Nazi's Overthrown

What would have happened if the Nazi party got overthrown around May 1939, and how could this have happened?

Not sure if this was even possible, but seems like a cool idea to me, maybe there would be non-Nazi Germany in an alternate WWII fighting with the allies against the Russians or something. Oh, and they still have Austria and Czechoslovakia, what do you think will happen to them? I doubt the Germans would give them independence, even if they aren't Nazi's.
 

katchen

Banned
Wasn't there a plot to kill Hitler in 1938 that almost succeeded?
If a non-Nazi regime took power in Germany, despite Churchill's fulminations (and Churchill would fulminate about it), Germany would be permitted to keep what it had. Hadn't Neville Chamberlain and Dalardier just said they could have it?
Dewey would beat Roosevelt in 1940. Or Roosevelt wouldn't run and the Dems. would nominate someone else who might beat Dewey.
The big question would then be, what would the USSR finally do?:confused:
And that wouldn't stop the Nazis from coming back a couple years later, probably under Heydrich. National Socialism would be neither spent nor discredited as an ideology. :eek:
 
Well, by '39 Germans were pretty "nazified", especially after the Nurenberg laws in '35 and additional discriminatory laws from '37. Hitler managed to restore pride in Germans and in their military, in a way that would be impossible for a democratic candidate. About 130 000 chronically ill, mentally and physical handicapped as well as alcoholics had been killed by this time. Also, becoming democratic after having lived in a totalitarian regime is extremely difficult. Besides, the Nazis were fairly popular in both Germany and the rest of Europe by this time.
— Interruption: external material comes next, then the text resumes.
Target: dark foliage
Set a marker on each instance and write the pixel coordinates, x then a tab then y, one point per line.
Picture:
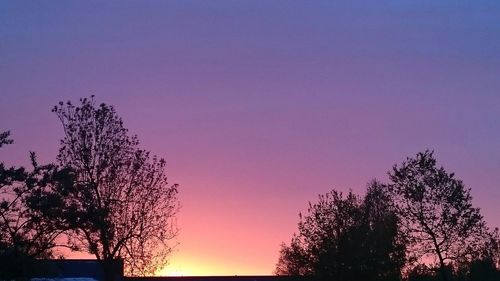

Hell, Hitler almost won the Nobel Peace Prize for Gods' sake!

If the Nazis had been overthrown, there would probably be a right-wing (as opposed to extreme right) military dictatorship. Stalin was thinking of invading Germany, which might or might not have happened if the Nazis lost power. Germany's military was also fairly strong, so I guess the French would still be nervous. There is a fair chance that there would be a war nonetheless, but there would definitely have been no Shoah, and not a war against "the world". I believe there would have been the militarism and imperialism of Nazi Germany, with far less "ideology" and a more "reasonable" form of expansionism.
 

Dirk_Pitt

Banned
Yes, yes he was. Not in 1939 perhaps, only 2 years after the purge, but maybe in the mid forties, or even in the 1950s, when his military recovered some, but he would. Communism was an internationalist ideology. He would want to "export the Revolution" eventually.
 
Yes, yes he was. Not in 1939 perhaps, only 2 years after the purge, but maybe in the mid forties, or even in the 1950s, when his military recovered some, but he would. Communism was an internationalist ideology. He would want to "export the Revolution" eventually.

That's merely conjecture on your part. There is no evidence whatsoever that Stalin, without a dramatic shift in Europe ala Nazi Germany, had any interest in expanding into Europe and provoking a coalition effort against the Soviet Union which had been its greatest fear since its founding. Soviet communism stopped being internationalist by the late 1920s, and until the M-R pact remained focused inwards save for low risk commitments such as supporting Chiang, the Republicans, and the border conflict with Japan. It's far more likely that he escalates the border conflict with Japan over Manchuria, which is a safer and more isolated target than Europe.